Und gerade diese Artefakte sind zuträgliche Argumente in einer Diskussion um die Freigaben des Projektgesamtpaketes zur Einführung eines Dokumentenmanagementsystem. Denn hier werden die Kostentreiber benannt, übermäßige aber vermeidbare Arbeitsbelastungen bei Rollenträger sichtbar und aktuell bestehende Mehrbedarfe an Personal transparent in ein neues Licht gerückt.
3 Medienbrüche aufzeigen
Im 21. Jahrhundert ist es aus Anwendersicht verständlicherweise immer fragwürdig, warum es innerhalb eines Prozesses zu Medienbrüchen bzw. einen Nebeneinander von Medien kommt. Die mit diesem Phänomen einhergehende Probleme wie Verzögerungen in der Bearbeitung und Fehleranfälligkeit auf Grund der Unklarheit, welche Informationen die Führende ist, können auch fachfremde Entscheider nachvollziehen, sogar meist aus eigener Erfahrung. Dies insbesondere dann, wenn sie auch interner Kunde in Prozessen sind, welche von Medienbrüchen gekennzeichnet sind.
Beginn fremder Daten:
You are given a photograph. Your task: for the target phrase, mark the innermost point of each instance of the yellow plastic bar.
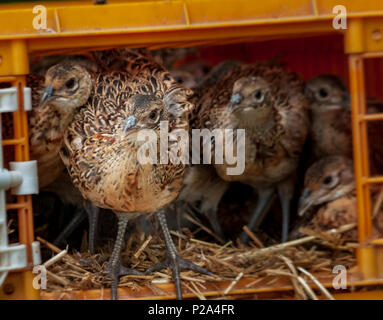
(360, 143)
(371, 117)
(14, 61)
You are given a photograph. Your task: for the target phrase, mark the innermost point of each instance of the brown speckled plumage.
(330, 113)
(330, 193)
(101, 149)
(276, 122)
(103, 164)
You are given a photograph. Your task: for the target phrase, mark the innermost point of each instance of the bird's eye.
(327, 180)
(323, 93)
(69, 84)
(258, 95)
(153, 115)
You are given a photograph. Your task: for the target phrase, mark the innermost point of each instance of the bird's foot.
(176, 263)
(116, 270)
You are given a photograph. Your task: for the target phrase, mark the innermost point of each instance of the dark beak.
(130, 123)
(305, 202)
(47, 94)
(235, 100)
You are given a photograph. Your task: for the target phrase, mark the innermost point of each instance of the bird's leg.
(93, 214)
(285, 191)
(264, 198)
(79, 217)
(115, 268)
(173, 260)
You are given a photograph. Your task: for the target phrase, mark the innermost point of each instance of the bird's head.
(327, 92)
(251, 98)
(67, 86)
(147, 111)
(328, 179)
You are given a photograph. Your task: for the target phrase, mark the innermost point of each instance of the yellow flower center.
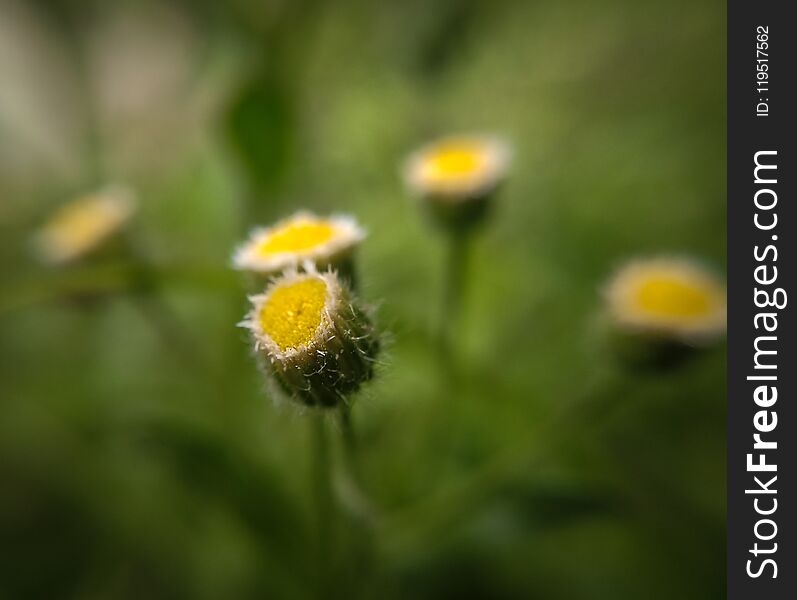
(455, 160)
(296, 237)
(669, 296)
(79, 225)
(293, 313)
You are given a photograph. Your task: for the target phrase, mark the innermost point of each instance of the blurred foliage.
(540, 468)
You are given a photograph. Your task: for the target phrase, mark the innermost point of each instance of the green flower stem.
(325, 508)
(455, 279)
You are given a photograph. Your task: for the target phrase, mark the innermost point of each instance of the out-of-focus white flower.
(667, 297)
(319, 343)
(83, 225)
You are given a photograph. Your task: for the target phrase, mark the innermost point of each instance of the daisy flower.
(669, 298)
(456, 175)
(84, 225)
(297, 239)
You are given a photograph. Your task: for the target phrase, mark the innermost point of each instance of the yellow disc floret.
(454, 160)
(82, 225)
(325, 241)
(293, 313)
(668, 296)
(297, 236)
(674, 297)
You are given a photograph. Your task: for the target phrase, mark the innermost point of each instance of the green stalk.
(455, 280)
(322, 491)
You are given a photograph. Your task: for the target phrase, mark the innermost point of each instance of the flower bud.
(84, 225)
(317, 340)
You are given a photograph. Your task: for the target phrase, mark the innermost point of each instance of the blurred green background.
(140, 453)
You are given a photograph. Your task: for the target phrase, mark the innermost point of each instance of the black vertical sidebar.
(762, 38)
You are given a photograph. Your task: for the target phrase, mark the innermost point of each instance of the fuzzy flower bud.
(317, 340)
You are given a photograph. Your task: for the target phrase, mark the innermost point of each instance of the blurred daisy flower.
(667, 298)
(456, 175)
(319, 343)
(302, 237)
(84, 225)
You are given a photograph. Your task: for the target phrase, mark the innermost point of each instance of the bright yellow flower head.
(292, 314)
(457, 168)
(669, 297)
(83, 225)
(319, 343)
(302, 237)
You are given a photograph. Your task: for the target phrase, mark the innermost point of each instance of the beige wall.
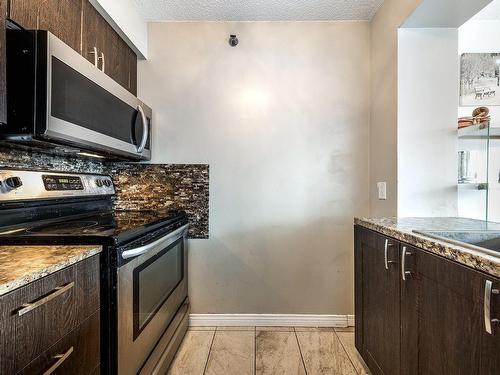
(383, 124)
(283, 121)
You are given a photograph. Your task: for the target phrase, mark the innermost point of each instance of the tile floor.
(268, 350)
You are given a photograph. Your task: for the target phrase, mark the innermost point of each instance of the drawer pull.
(404, 272)
(60, 359)
(488, 291)
(386, 247)
(27, 307)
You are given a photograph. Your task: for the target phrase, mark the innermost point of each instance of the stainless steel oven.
(151, 294)
(56, 97)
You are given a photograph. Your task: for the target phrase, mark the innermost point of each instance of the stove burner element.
(63, 227)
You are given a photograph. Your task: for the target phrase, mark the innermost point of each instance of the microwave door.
(86, 107)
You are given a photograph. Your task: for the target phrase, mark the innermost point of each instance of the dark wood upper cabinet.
(381, 303)
(81, 26)
(93, 37)
(440, 309)
(113, 54)
(132, 57)
(25, 13)
(61, 17)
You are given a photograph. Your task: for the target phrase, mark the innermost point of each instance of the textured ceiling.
(489, 12)
(257, 10)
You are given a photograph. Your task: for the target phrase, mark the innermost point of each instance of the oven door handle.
(127, 254)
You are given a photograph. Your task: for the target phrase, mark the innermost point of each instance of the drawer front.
(36, 316)
(78, 353)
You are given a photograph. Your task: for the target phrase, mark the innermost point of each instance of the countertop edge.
(479, 261)
(32, 276)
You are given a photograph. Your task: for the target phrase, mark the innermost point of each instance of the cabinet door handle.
(103, 65)
(488, 291)
(96, 55)
(386, 261)
(60, 359)
(404, 272)
(27, 307)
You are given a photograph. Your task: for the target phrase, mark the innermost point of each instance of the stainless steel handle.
(145, 130)
(96, 55)
(386, 247)
(56, 292)
(404, 273)
(103, 65)
(60, 359)
(144, 249)
(488, 291)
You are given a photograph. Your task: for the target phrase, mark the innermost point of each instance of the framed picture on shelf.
(480, 79)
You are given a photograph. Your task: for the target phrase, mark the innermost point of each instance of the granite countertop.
(402, 229)
(23, 264)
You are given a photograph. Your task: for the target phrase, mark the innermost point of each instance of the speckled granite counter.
(20, 265)
(402, 229)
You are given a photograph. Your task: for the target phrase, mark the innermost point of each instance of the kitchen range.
(143, 263)
(232, 143)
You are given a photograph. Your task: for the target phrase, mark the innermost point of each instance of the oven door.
(152, 285)
(87, 108)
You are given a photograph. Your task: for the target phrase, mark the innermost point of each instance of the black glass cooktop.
(108, 227)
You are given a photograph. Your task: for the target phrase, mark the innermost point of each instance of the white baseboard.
(270, 320)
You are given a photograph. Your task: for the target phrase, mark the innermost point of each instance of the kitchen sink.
(487, 241)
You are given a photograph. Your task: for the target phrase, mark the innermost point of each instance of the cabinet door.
(490, 335)
(442, 316)
(112, 52)
(380, 303)
(116, 58)
(63, 19)
(93, 36)
(25, 12)
(132, 57)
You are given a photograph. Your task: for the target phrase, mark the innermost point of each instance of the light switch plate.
(382, 190)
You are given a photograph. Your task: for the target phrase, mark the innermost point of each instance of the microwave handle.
(144, 249)
(145, 130)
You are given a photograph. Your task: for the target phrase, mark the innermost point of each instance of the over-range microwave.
(58, 100)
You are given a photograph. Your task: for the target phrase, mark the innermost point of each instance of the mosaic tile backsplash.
(138, 185)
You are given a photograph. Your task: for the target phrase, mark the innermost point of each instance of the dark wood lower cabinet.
(3, 63)
(440, 312)
(38, 316)
(380, 299)
(78, 353)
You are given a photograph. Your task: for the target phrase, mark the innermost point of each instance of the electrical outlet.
(382, 190)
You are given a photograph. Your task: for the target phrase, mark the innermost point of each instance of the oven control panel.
(62, 183)
(20, 185)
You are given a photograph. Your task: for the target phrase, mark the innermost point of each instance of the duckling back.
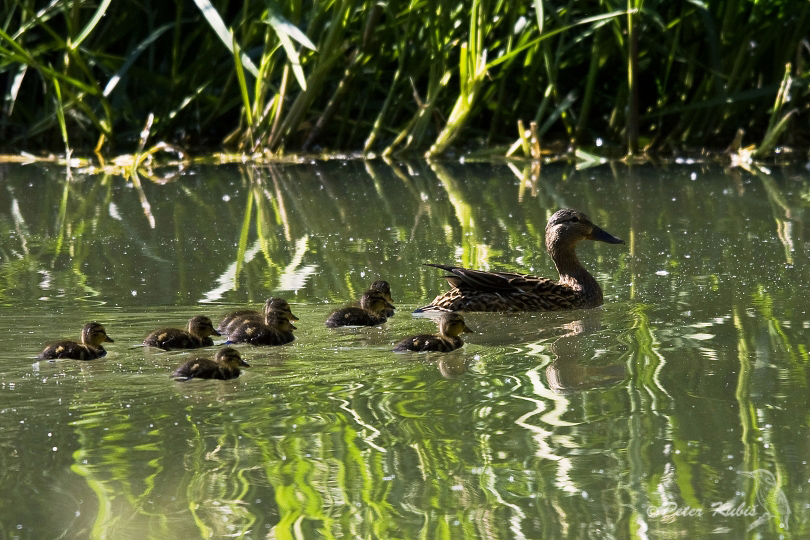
(274, 330)
(93, 335)
(200, 328)
(372, 311)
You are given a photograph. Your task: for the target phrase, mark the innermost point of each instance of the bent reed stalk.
(404, 76)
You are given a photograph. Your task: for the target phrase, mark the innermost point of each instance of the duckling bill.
(93, 335)
(200, 328)
(576, 288)
(225, 365)
(372, 311)
(451, 326)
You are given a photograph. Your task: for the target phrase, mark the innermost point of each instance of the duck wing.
(495, 282)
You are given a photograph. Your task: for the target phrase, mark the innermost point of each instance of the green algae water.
(678, 408)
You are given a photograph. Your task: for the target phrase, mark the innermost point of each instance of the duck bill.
(604, 236)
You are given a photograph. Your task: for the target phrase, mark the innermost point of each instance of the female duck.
(451, 325)
(372, 311)
(199, 330)
(276, 329)
(225, 365)
(233, 320)
(93, 335)
(475, 290)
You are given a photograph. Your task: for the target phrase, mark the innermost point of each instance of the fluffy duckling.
(276, 329)
(383, 286)
(372, 311)
(225, 365)
(233, 320)
(93, 335)
(450, 326)
(199, 330)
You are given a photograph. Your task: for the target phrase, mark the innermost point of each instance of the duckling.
(93, 335)
(199, 330)
(451, 324)
(372, 311)
(272, 305)
(225, 365)
(475, 290)
(276, 329)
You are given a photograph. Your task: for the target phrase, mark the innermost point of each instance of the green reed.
(404, 76)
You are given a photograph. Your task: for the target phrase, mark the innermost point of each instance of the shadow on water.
(677, 408)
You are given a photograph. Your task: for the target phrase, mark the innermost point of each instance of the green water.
(680, 408)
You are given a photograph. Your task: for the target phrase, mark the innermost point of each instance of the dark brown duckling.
(233, 320)
(276, 329)
(199, 330)
(93, 335)
(372, 311)
(225, 365)
(451, 325)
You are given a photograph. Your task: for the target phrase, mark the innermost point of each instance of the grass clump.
(406, 75)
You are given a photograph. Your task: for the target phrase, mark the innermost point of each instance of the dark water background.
(680, 408)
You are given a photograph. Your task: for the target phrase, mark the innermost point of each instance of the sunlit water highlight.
(678, 408)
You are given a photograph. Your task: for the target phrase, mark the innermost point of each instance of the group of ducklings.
(272, 327)
(470, 290)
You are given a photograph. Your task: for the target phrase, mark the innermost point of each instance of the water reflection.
(544, 425)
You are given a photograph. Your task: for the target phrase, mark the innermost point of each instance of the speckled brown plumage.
(200, 328)
(275, 329)
(235, 319)
(372, 311)
(225, 365)
(476, 290)
(93, 335)
(451, 326)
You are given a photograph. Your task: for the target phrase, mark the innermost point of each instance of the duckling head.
(279, 322)
(201, 326)
(452, 324)
(373, 300)
(280, 307)
(384, 287)
(230, 357)
(94, 334)
(568, 227)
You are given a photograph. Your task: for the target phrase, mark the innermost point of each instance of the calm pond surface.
(680, 408)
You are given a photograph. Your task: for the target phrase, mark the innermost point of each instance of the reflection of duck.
(475, 290)
(93, 335)
(225, 365)
(275, 329)
(385, 288)
(372, 311)
(199, 330)
(272, 305)
(451, 325)
(566, 374)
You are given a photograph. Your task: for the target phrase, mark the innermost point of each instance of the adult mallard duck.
(451, 326)
(372, 311)
(475, 290)
(276, 329)
(93, 335)
(225, 365)
(233, 320)
(197, 335)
Somit ist dieses Phänomens in der Entwicklung einer Vision für das Projektpaket zur organisationsweiten Einführung eines Dokumentenmanagementsystem grundsätzlich zu adressieren. Auch hier kann eine Dokumentation aller Istprozesse und deren Visualisierung zum Aufzeigen des Auftretens von Medienbrüchen das geeignete Werkzeug sein.
4 Formalisierung und Transparenz als Mehrwerte betrachten
Oftmals ist allen Beteiligten und Adressaten bewusst, dass die Einführung eines Managementsystems einen gewissen Formalismus und ein Mehr an Transparenz im Arbeiten mit sich bringt. Gleichzeitig sind unter Umständen gerade diese Aspekte auch die Gründe für ein latenten Widerstand gegen solch ein System. Bei Entscheidern und Führungskräfte manifestiert sich dies dann in der Ablehnung der Einführung.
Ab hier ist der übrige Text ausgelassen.